Todo parece sugerir que está en los engramas del ser humano la no-completitud, la búsqueda, la necesidad, la carencia, características agudamente acentuadas en los occidentales, tan movilizados por la competitividad y la ambición, y mucho menos expresadas en un verdadero taoísta, por ejemplo.
Así como el taoísta tiene permanentemente ante sus ojos lo pleno y lo vacío, si no prioriza ni rinde culto a ninguno de los dos, la tendencia predominante en un occidental es a apoderarse de la forma para llenar un vacío del que normalmente no es consciente, excepto que se vuelva agudo. De aquí, de la falta de consciencia del permanente vacío que coexiste con todo lo manifiesto, parece que naciera toda compulsión. La mayor parte del tiempo nos dirigimos hacia la posesión de objetos reales o simbólicos para llenar el vacío porque no mantenemos presente justamente al vacío en nuestra consciencia como contrapunto constante de la forma, y es la razón por la que nos posee el afán de llenarlo, de ocultarlo, de ocuparlo, para evitar esa carencia, ese dolor.

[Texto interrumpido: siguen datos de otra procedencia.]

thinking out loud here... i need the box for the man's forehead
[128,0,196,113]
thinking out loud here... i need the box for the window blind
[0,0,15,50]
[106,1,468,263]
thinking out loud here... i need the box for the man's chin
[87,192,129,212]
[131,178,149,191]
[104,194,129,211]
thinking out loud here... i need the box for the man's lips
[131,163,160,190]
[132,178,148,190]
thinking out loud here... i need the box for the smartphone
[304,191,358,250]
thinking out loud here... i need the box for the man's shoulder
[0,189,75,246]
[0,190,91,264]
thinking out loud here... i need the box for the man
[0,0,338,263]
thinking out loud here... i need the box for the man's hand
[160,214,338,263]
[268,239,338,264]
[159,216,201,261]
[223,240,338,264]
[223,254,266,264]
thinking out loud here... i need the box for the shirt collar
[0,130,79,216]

Volviendo al ejemplo de la pérdida de un ser amado, tanto como de cualquier cosa extremadamente apreciada – concreta o simbólica – de la que podamos vernos abruptamente privados, se podría decir que es una de las circunstancias que nos vuelve dolorosamente conscientes del vacío, de la ausencia presente, del verdadero espacio que ocupaba lo perdido en nuestras vidas, de la falta que nos hace. Como queremos evitar el sufrimiento, deseamos que vuelva, recuperar lo perdido, retroceder como sea a la unidad anterior, para no sentir la escisión de la fractura. Por más doloroso que sea el sufrimiento, y contrariamente a nuestra sensación de sentirnos fracturados, incompletos, es en esos momentos que estamos más cerca de la realidad, al volvernos inevitablemente conscientes de lo que la costumbre y los hábitos habían adormecido: la realidad es presencia y ausencia, forma y vacío, y hasta que no seamos capaces de experimentar la unidad total, la vacuidad última en la que se esfuman esas distinciones, no habrá paz profunda en nuestra mente ni en nuestros corazones.

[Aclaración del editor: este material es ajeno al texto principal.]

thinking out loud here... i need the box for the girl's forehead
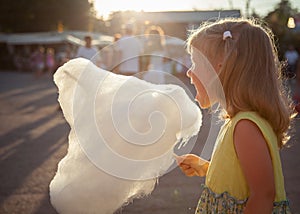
[190,47,205,61]
[190,47,217,73]
[190,47,198,60]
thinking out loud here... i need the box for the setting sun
[94,0,233,19]
[94,0,300,19]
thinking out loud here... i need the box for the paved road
[0,71,299,214]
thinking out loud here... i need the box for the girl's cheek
[191,71,201,86]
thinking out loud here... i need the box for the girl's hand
[175,154,209,177]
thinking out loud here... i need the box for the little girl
[177,18,294,213]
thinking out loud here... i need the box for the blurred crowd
[9,24,190,80]
[12,44,74,77]
[285,45,300,113]
[6,24,300,112]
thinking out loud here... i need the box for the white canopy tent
[1,31,113,47]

Tal sea, probablemente, el sentido del sufrimiento humano, y tal su lección. Sólo a través del sufrimiento, del vacío, de la carencia, ya sea de lo perdido o de lo anhelado, es que somos conscientes de una realidad más completa que incluye tanto la forma como la no forma, lo presente como lo ausente. Cuando se rompe una relación y experimento la falta de todo aquello que parecía llenar mi vida, obtengo una visión mucho más real de la esencia de la relación, de la esencia de lo que yo tenía en esa relación, y de la esencia de esa persona perdida. Me queda el vacío de ella, y el conocimiento de lo que creo necesitar para volver a ser pleno, que en definitiva es lo que ya soy más lo que aún me falta para ser. Es de su ausencia, de su vacío, que puedo obtener (o no) la utilidad en un sentido metafísico – es decir, la comprensión. Si de la dolorosa experiencia se concluye que lo perdido es insustituible, la vida entera puede adquirir el propósito de recuperarlo, de siquiera merecerlo, lo que lleva a depurar en sí mismo todo aquello que pudo contribuir a su pérdida o provocarla, transformándose así en un camino de purificación y refinamiento.
Esto constituye por sí mismo un sendero de perfeccionamiento y ascenso espiritual, ya sea que se logre el objetivo o no. Si por el contrario, sólo se busca evitar el dolor y llenar el vacío con cualquier otra presencia u objeto anestesiante, con un sustituto meramente analgésico, la oportunidad se habrá perdido, y probablemente se repita el resultado.
El vacío sólo puede equipararse a la nada en un sentido estrictamente físico. En el territorio anímico, moral o espiritual, el vacío puede constituirse en la fuerza impulsora, el contrapunto de tiraje que tensione a lo manifiesto, de vacío en vacío, hasta la vacuidad primordial.